RA: I actually sort of enjoy the part where you get to be cutting. That means, first of all, you’re getting somewhere with it, you know what doesn’t belong, so that means you must know something about what does belong. And, it’s like, you just do it—oh, I need to cut this? I’m already done with that job. It’s so easy.

SM: Much easier than adding.

RA: So much easier. So yeah, it’s kind of fun.

Audience: When writing and you don’t know where it’s going to go, do you ever get overwhelmed with not knowing?
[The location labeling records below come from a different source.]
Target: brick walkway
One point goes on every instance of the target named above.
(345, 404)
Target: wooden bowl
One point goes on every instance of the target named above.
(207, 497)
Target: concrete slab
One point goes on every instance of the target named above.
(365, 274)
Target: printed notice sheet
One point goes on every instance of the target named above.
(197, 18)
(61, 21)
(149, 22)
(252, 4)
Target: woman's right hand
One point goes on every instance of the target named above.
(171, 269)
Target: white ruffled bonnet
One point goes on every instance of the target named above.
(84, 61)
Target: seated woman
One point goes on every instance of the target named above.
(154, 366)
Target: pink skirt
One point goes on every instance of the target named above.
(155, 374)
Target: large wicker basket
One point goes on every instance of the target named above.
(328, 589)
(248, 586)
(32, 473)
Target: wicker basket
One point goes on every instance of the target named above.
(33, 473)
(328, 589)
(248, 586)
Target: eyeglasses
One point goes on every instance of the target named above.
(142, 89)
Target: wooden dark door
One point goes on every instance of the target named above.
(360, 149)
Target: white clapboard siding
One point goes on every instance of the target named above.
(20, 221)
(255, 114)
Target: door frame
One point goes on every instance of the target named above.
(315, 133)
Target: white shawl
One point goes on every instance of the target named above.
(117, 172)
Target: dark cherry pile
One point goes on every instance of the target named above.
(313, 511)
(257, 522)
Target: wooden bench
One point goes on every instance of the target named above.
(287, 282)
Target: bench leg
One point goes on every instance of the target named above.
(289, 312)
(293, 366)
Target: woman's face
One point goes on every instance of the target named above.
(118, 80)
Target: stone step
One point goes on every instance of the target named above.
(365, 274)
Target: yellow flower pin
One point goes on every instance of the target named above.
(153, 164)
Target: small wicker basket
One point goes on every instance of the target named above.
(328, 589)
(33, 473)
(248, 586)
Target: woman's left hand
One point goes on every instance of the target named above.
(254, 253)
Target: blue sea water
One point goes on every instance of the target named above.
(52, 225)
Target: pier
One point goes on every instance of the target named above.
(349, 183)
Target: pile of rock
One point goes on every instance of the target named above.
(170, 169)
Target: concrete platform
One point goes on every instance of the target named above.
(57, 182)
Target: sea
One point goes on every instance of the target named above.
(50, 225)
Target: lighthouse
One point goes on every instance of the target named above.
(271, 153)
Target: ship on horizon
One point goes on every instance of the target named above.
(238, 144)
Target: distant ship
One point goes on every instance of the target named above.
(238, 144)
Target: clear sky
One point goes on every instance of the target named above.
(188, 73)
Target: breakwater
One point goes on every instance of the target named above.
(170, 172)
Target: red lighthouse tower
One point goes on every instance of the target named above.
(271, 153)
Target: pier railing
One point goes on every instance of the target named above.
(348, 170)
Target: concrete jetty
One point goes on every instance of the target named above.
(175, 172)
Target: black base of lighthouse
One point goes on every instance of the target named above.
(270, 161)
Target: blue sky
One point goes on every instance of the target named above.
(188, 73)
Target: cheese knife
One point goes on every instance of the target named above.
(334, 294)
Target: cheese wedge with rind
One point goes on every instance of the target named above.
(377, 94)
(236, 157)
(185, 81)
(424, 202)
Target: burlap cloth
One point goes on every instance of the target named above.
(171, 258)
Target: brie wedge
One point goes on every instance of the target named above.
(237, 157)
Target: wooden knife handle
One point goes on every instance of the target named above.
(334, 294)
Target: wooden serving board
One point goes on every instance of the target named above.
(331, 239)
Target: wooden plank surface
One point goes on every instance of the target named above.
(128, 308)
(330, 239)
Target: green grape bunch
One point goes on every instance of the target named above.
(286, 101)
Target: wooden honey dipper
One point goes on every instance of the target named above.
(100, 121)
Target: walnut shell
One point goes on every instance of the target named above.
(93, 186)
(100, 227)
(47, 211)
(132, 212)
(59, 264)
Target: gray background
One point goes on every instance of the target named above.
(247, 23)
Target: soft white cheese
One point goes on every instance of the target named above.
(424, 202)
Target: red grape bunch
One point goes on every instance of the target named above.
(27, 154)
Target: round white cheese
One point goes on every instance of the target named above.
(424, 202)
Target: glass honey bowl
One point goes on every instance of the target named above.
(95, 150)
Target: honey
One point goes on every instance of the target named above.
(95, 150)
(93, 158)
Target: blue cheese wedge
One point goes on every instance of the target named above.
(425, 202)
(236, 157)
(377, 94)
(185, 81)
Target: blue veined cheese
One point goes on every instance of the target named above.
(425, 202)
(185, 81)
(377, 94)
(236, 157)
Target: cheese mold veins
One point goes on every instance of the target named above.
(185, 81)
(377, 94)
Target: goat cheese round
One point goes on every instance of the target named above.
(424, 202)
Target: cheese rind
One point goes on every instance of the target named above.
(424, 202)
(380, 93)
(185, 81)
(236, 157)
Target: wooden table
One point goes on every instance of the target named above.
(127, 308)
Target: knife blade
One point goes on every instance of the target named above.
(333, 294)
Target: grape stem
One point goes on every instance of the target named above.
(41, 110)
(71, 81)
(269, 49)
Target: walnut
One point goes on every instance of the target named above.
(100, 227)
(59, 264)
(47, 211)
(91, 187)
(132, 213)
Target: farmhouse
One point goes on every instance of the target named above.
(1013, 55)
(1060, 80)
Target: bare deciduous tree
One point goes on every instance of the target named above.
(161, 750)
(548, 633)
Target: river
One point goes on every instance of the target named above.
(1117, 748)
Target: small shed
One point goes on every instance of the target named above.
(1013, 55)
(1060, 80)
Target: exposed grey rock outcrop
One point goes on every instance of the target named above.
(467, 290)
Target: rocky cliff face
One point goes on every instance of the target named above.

RA: Yes. All the time, every day. [Laughs.] Yes. It’s really overwhelming. It’s really overwhelming to have every choice and every possibility in front of you. And I think that’s where the “just this day’s work” thing comes back in for me. You’re just trying something. Every day you’re just trying something. And you can’t ruin it, you can only make it necessary to go back and try again. So just see. And I remember when I was working on this novel, the very beginning I had the family and they were all together and I didn’t really know what was going on, and I knew that the kids were—I can’t remember whether in the beginning which kid had been adopted when, some of that stuff changed along the way—but they were all sitting around, this bad thing was going to happen, one of the children was going to be adopted—like what are they going to do? What do we have here? Inventory: we’ve got cabbage soup—we’ve got, okay, cabbage soup—washing the hands in the cabbage soup, I guess that’s what we’re doing, okay. [Laughs.] I feel like just sort of looking at what’s around you and your inventory, and how are we going to use it, how are we going to use everything? If you’re going to pay these characters and these objects to be in your story, they all need to be doing something, and working. And so, use them. Use them for weird, unusual purposes.

MP: I guess we can close maybe. Can you talk about—and I know that it’s still a project in flux—but some of the objects that you’re working with for your next novel?

RA: Sure, well, I’m working on two things. One is a novel and one is another collection. But in the novel the objects that I am working with—well, there’s a giant, and wherever he goes waitresses give him free cream pies. [Laughs.] So that’s a thing that’s happening a lot. And with him is the mother of this family, and she’s—her husband has just asked her to sleep with the husband of the woman he’s sleeping with to even things out. And so that’s why she’s running off with this giant and their little cross-country adventure involving the free cream pies. So those are some of those objects. The husband meanwhile is sailing to Mexico to be a revolutionary, is his plan. And each parent thinks the other is with the children, and so they are orphaned in their backyard in Cambridge. And they have a TV, that’s what they have. So they decide to live as Indians in the backyard. And so that is really—I feel like the objects, those touchstones—the tipi, the boat, and the giant—basically are the things that I started with. And I figured out, the more I go, the more I figure out what those things mean and then sort of the perversions of the history, and what the ideas the characters have about those objects and what they mean to them. Yeah. So we will see.

MP: Sounds great.

RA: Yeah, no one has seen it, so who knows?

MP: Well, thank you both for being here.